The government calculated the monthly mortgage on his East Side home to be $3,800 and his personal American Express bills “often totaled in the thousands.”
“The defendant’s confidence in his ability to manage a monthly $811 car payment, in addition to his mortgage and other expenses, is telling,” Donovan said in the court filing.
The memo states only $35,000 of the 2008 bribe made it into his bank account.
“That the defendant had a ready source of cash throughout his tenure in public office is also supported by a review of defendant’s bank records for the years 2008 through 2014 which revealed minimal ATM cash withdrawals,” Donovan wrote. “In fact, in the years 2011 through 2013, neither the defendant nor [his husband] made a single cash withdrawal from a bank teller or ATM.”

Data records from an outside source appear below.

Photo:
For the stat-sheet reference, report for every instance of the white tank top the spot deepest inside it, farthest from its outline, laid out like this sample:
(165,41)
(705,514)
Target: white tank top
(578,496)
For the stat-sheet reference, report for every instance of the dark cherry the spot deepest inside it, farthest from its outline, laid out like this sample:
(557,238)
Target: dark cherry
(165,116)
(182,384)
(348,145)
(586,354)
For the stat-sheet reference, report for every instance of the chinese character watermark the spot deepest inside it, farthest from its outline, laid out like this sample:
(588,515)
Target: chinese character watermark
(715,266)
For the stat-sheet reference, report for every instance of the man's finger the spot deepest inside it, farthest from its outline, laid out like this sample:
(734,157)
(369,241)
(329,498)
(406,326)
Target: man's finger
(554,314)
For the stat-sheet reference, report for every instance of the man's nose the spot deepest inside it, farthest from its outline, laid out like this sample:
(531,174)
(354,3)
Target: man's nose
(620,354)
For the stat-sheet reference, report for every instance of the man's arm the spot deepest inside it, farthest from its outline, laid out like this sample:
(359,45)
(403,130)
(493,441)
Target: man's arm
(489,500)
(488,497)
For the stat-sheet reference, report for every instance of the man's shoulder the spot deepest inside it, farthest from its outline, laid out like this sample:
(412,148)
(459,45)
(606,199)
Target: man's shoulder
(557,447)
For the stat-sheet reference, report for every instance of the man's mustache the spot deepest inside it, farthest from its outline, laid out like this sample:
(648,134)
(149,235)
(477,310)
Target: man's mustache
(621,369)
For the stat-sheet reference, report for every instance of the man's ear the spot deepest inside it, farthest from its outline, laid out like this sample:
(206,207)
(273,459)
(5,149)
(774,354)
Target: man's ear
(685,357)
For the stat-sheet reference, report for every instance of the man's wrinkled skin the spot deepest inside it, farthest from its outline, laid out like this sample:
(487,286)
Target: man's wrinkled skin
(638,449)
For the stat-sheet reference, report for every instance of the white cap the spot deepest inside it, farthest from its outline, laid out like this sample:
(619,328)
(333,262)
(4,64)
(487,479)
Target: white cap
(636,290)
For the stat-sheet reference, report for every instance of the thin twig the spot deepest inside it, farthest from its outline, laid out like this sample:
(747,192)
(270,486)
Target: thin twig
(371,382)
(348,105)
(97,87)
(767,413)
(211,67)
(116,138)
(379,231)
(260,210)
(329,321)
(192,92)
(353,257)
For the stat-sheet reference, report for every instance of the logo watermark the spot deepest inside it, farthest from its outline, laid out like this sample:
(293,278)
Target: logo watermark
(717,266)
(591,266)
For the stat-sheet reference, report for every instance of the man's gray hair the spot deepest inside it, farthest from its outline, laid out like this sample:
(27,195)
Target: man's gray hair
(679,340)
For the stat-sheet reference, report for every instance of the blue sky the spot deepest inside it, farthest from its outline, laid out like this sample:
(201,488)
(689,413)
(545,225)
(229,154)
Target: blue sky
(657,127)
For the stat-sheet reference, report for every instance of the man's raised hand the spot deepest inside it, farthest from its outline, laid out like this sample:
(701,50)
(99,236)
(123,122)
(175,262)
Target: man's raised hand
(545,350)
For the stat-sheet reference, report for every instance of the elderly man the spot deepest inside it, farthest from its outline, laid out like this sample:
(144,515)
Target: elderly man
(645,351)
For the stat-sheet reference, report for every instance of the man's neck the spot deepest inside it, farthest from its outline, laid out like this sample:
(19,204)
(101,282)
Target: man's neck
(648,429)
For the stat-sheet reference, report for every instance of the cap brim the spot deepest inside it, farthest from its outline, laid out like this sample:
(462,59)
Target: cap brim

Prosecutors say the principal owners of Shark Bar and Grill on the East Side of Providence approached Fox in 2008 in an effort to obtain a liquor license, which they eventually did.
In the sentencing memo filed by Murphy, he said Fox has accepted responsibility “in a very timely manner.”
“Mr. Fox voluntarily consented to disbarment with the Rhode Island Supreme Court after his plea in the instant case. He has lost his ability to make a living in the field that he has been licensed for over 20 years,” Murphy wrote.
This version has been modified from the original. The court documents were filed Tuesday, not Monday.